In a vaguely post-apocalyptic Mexico, two siblings stumble upon an older, grimy gentleman (a fantastic Noe Hernandez) who offers them food and shelter on the condition that they give in to his sensual proclivities.

As with Swiss Army Man, We Are the Flesh is an exploration of bodily desire and instinct when removed from the confines of polite society. Unlike Swiss Army Man, which seems primarily concerned with the link between self-denial and unhappiness, We Are the Flesh seems concerned with the contradictions inherent to applying a system of morality upon the feral, animalistic soul of humanity.
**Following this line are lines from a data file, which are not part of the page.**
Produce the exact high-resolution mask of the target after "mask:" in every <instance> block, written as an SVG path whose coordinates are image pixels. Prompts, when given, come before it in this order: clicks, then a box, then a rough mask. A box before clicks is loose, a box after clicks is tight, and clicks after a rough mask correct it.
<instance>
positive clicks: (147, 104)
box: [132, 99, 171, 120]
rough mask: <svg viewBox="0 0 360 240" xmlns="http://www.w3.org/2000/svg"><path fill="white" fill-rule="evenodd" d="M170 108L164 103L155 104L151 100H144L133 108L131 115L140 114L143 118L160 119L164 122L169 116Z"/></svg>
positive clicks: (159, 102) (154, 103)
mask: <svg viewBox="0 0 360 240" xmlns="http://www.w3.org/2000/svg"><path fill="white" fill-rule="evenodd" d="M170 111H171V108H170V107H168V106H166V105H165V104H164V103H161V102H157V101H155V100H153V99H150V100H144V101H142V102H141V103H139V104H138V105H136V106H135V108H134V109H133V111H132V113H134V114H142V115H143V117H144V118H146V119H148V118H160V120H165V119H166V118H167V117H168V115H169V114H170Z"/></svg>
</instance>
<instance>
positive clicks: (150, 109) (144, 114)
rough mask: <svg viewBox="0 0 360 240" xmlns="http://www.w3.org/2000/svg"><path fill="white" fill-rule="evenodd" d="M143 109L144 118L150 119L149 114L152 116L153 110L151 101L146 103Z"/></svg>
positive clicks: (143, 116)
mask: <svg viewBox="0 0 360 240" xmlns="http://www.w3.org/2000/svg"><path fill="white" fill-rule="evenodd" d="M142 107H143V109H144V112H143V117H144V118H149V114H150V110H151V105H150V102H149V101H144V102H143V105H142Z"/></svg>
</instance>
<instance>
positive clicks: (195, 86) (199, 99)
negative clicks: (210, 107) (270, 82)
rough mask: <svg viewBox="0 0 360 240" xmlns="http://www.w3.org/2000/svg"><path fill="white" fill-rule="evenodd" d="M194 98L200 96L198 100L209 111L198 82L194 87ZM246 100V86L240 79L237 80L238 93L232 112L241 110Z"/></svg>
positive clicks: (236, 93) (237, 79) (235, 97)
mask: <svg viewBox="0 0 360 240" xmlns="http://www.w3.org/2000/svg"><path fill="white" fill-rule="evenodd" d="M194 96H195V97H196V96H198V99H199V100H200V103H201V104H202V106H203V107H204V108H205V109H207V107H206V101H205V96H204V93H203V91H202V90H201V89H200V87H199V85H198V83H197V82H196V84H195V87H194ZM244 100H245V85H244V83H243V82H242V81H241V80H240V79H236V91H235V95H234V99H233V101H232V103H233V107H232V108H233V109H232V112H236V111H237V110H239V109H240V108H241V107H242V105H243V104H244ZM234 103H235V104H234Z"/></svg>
As such, We Are the Flesh intends to shock. It features incest, possibly un-simulated sex, necrophilia, cannibalism, the exchange of fluids – all enacted with a sensual glee, intended to disorient the viewer by presenting these supposed horrors as desirable outcomes. Hernandez’s un-named man is unbelievably charismatic, a grimy God whose sheer will drives the dream-like narrative, almost every choice and action making sense as part of his seductive will. He gives a great monologue early on about loneliness and the way that he allowed himself to succumb to it. I’m paraphrasing here, but it comes down to this: “When you can longer avoid the grotesque thoughts in your head, you must embrace them. And after a while, they no longer seem so grotesque.” If, deep down in the parts we don’t like to acknowledge exist, if deep down there the mind desperately needs to enact something, how can we call it wrong just because society says so?

Writer/director Emiliano Rocha Minter makes his thesis palatable by injecting his film with gorgeous cinematography and a healthy dose of dark humour. The whole film is bathed in a haze of never ending caverns and deep blacks, luring you deep into the frame and into the world of it. The intimacy provided by the camera makes the occasional outright hilarity that much more surprising and welcome, such as the music cues, which usually occur at moments of extreme deprivation, and are so perfectly unexpected and real that I choked on my red wine a few times.

We Are the Flesh is not as disgusting as the buzz might lead one to believe. It is, however, an inaccessible and at times frustratingly abstract descent into debauchery – but it’s well worth the investment.